1. Field of the Invention
The present invention relates to disk drives. More particularly, the present invention relates to a disk drive servo controller that utilizes an extended servo header.
2. Description of the Prior Art and Related Information
Computer systems often rely on disk drives for storing and retrieving data. Disk drives typically employ a moveable head actuator to frequently access large amounts of data stored on a disk. One example of a disk drive is a hard disk drive. A conventional hard disk drive has a head disk assembly (“HDA”) including at least one magnetic disk (“disk”), a spindle motor for rapidly rotating the disk, and a head stack assembly (“HSA”) that includes a head gimbal assembly (HGA) with a moveable transducer head for reading and writing data. The HSA forms part of a servo control system that positions the moveable transducer head over a particular track on the disk to read or write information from and to that track, respectively.

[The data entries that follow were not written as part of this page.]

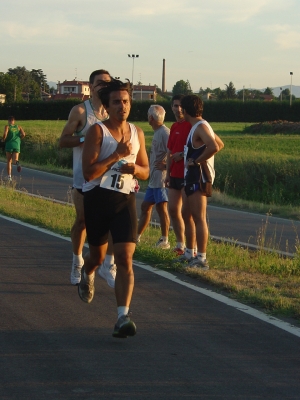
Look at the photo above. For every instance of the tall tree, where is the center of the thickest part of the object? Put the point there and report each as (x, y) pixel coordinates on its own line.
(269, 91)
(10, 86)
(230, 91)
(182, 87)
(39, 77)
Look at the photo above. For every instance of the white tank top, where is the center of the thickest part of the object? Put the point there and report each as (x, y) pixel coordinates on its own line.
(91, 119)
(113, 179)
(189, 141)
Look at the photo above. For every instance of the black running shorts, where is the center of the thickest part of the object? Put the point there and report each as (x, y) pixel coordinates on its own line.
(176, 183)
(106, 210)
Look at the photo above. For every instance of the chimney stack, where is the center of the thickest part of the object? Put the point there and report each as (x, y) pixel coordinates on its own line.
(163, 86)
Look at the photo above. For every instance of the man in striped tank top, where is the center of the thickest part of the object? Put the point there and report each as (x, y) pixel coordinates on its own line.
(114, 153)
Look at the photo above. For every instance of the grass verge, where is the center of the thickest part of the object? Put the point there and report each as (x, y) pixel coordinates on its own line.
(266, 280)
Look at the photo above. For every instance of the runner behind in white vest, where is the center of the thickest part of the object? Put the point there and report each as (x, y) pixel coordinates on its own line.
(81, 117)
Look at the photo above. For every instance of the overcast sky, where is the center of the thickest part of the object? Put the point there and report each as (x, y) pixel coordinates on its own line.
(253, 43)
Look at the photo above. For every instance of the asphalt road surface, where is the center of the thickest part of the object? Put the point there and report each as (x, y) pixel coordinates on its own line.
(188, 345)
(244, 227)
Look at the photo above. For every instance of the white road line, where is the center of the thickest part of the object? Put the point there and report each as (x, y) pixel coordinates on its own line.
(216, 296)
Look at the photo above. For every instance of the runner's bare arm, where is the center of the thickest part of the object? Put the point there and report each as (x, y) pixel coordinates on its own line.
(22, 132)
(219, 142)
(5, 133)
(75, 123)
(202, 136)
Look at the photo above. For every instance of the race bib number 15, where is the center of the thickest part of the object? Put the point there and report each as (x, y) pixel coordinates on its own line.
(113, 180)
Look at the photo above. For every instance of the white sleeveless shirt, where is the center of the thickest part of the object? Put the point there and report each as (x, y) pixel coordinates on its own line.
(189, 144)
(113, 179)
(91, 119)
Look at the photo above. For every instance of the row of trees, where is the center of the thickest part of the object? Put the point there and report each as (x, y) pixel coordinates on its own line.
(19, 81)
(230, 92)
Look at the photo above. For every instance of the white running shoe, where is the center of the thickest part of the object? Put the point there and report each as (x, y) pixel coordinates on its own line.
(197, 263)
(76, 274)
(108, 273)
(161, 244)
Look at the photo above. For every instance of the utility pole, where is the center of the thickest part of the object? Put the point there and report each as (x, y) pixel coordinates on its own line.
(291, 88)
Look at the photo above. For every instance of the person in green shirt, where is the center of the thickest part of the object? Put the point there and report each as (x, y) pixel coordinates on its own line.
(12, 137)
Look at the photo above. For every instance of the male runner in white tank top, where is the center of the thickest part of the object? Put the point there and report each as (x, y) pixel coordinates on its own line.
(81, 117)
(113, 154)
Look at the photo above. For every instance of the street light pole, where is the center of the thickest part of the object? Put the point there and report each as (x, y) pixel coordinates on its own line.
(133, 56)
(291, 88)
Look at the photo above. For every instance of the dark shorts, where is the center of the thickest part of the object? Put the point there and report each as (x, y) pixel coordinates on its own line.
(12, 150)
(204, 188)
(156, 195)
(176, 183)
(106, 210)
(78, 190)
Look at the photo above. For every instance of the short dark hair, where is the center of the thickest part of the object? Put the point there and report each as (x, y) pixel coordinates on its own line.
(97, 72)
(192, 105)
(113, 86)
(177, 97)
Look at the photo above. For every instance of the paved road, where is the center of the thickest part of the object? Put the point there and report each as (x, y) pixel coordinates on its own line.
(188, 346)
(239, 226)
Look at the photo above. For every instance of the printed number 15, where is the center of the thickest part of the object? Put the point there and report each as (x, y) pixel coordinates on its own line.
(118, 181)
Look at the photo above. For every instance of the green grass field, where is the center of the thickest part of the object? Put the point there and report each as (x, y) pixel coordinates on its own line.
(262, 169)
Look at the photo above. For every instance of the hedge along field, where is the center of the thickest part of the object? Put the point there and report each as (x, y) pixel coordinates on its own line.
(263, 168)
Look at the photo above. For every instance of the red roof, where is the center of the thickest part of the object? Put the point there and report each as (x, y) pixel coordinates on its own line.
(74, 82)
(148, 88)
(61, 96)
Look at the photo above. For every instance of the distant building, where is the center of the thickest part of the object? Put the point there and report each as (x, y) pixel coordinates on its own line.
(72, 89)
(143, 92)
(267, 97)
(208, 96)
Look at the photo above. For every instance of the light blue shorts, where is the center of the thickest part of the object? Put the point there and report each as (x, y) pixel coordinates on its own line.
(156, 195)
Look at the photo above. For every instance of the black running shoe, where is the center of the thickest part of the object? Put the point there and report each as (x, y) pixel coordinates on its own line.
(124, 327)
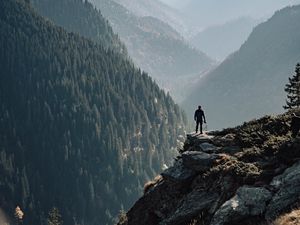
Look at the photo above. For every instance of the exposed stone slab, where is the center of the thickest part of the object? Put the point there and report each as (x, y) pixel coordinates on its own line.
(178, 172)
(248, 201)
(198, 161)
(288, 186)
(194, 203)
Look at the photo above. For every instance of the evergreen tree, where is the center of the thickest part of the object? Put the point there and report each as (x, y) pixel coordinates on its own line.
(54, 217)
(293, 90)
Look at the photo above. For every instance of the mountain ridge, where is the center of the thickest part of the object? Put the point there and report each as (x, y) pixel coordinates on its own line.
(61, 145)
(153, 50)
(248, 174)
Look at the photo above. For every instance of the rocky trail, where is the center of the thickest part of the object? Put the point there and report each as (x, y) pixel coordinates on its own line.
(244, 175)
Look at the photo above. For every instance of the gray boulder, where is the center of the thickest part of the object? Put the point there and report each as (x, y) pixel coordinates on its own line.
(248, 201)
(288, 191)
(178, 172)
(208, 148)
(192, 205)
(198, 161)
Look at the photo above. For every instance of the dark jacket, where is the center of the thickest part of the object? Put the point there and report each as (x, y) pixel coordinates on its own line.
(199, 114)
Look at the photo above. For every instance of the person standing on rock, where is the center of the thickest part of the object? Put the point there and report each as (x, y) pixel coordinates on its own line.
(199, 117)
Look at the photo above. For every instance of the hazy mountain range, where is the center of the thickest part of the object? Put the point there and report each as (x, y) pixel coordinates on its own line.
(81, 128)
(250, 83)
(221, 40)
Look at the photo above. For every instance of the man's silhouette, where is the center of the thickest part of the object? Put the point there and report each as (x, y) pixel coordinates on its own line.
(199, 117)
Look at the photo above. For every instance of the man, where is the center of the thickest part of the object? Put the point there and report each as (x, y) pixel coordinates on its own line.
(198, 116)
(295, 125)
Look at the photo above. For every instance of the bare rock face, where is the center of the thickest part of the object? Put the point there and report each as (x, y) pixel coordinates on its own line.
(288, 191)
(248, 201)
(249, 173)
(198, 161)
(178, 172)
(191, 206)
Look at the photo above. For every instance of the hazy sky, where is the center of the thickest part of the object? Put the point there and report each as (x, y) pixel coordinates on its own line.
(208, 12)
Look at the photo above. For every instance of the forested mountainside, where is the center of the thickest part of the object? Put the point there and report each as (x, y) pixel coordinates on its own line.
(246, 175)
(81, 129)
(251, 82)
(221, 40)
(80, 17)
(157, 48)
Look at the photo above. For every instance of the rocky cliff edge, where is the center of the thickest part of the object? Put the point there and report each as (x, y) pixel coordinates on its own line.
(244, 175)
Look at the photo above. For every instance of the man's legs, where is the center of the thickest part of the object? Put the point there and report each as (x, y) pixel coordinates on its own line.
(200, 127)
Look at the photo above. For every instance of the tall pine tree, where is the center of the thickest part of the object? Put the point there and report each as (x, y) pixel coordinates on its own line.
(293, 90)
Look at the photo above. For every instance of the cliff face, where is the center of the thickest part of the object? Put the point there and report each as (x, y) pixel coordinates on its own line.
(248, 174)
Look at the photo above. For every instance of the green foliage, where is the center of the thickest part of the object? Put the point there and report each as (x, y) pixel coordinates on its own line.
(249, 84)
(54, 217)
(293, 90)
(77, 122)
(82, 18)
(156, 47)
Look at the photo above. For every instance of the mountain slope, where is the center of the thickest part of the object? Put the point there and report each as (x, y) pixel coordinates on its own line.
(245, 175)
(81, 128)
(251, 82)
(221, 40)
(156, 47)
(80, 17)
(204, 13)
(156, 9)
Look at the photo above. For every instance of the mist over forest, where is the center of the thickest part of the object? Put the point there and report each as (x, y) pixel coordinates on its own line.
(98, 98)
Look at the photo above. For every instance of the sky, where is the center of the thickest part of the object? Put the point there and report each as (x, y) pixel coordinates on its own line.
(205, 13)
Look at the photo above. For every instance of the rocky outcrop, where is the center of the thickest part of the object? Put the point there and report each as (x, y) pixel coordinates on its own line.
(230, 177)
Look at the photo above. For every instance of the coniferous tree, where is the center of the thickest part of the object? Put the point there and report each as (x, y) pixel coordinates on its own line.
(293, 90)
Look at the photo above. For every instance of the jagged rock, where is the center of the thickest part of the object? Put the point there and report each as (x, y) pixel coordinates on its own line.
(208, 148)
(290, 151)
(198, 161)
(178, 172)
(192, 205)
(248, 201)
(227, 140)
(231, 149)
(197, 139)
(288, 186)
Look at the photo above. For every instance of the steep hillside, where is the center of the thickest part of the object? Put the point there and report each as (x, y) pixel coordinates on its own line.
(246, 175)
(156, 9)
(250, 83)
(221, 40)
(204, 13)
(81, 128)
(82, 18)
(156, 47)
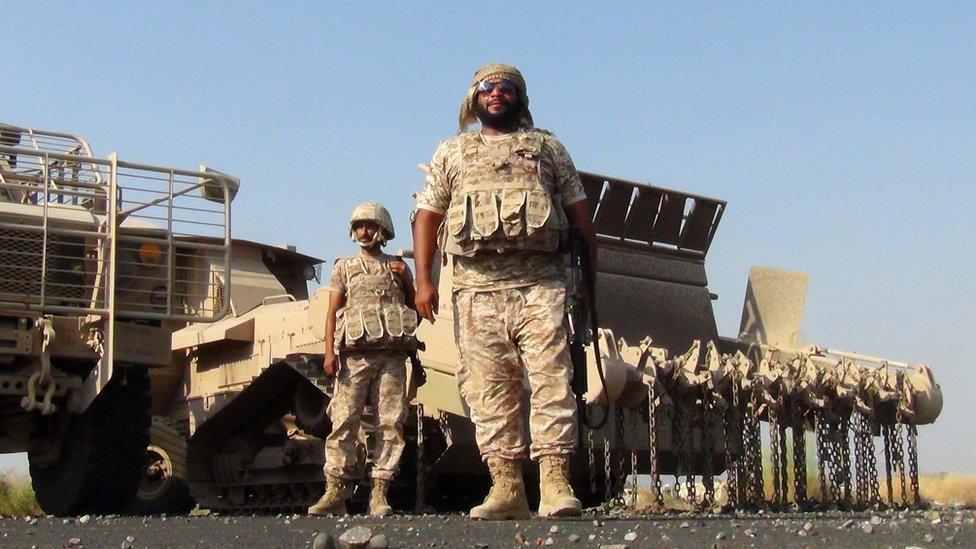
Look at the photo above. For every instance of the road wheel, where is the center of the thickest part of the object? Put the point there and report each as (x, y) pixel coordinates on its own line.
(163, 486)
(102, 454)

Typically, a conventional hard disk drive includes a disk having a plurality of concentric tracks. Each surface of each disk conventionally contains a plurality of concentric data tracks angularly divided into a plurality of data sectors. In addition, special servo information may be provided on each disk to determine the position of the moveable transducer head.
The most popular form of servo is called “embedded servo” wherein the servo information is written in a plurality of servo wedges that are angularly spaced from one another and are interspersed between data sectors around each track of each disk.
Each servo wedge typically includes a phase lock loop (PLL) field, a servo synch mark (SSM) field, a track identification (TKID), a wedge ID field having a binary encoded wedge ID number to identify the wedge, and a group of servo bursts (e.g. an alternating pattern of magnetic transitions) which the servo control system samples to align the moveable transducer head with or relative to a particular track.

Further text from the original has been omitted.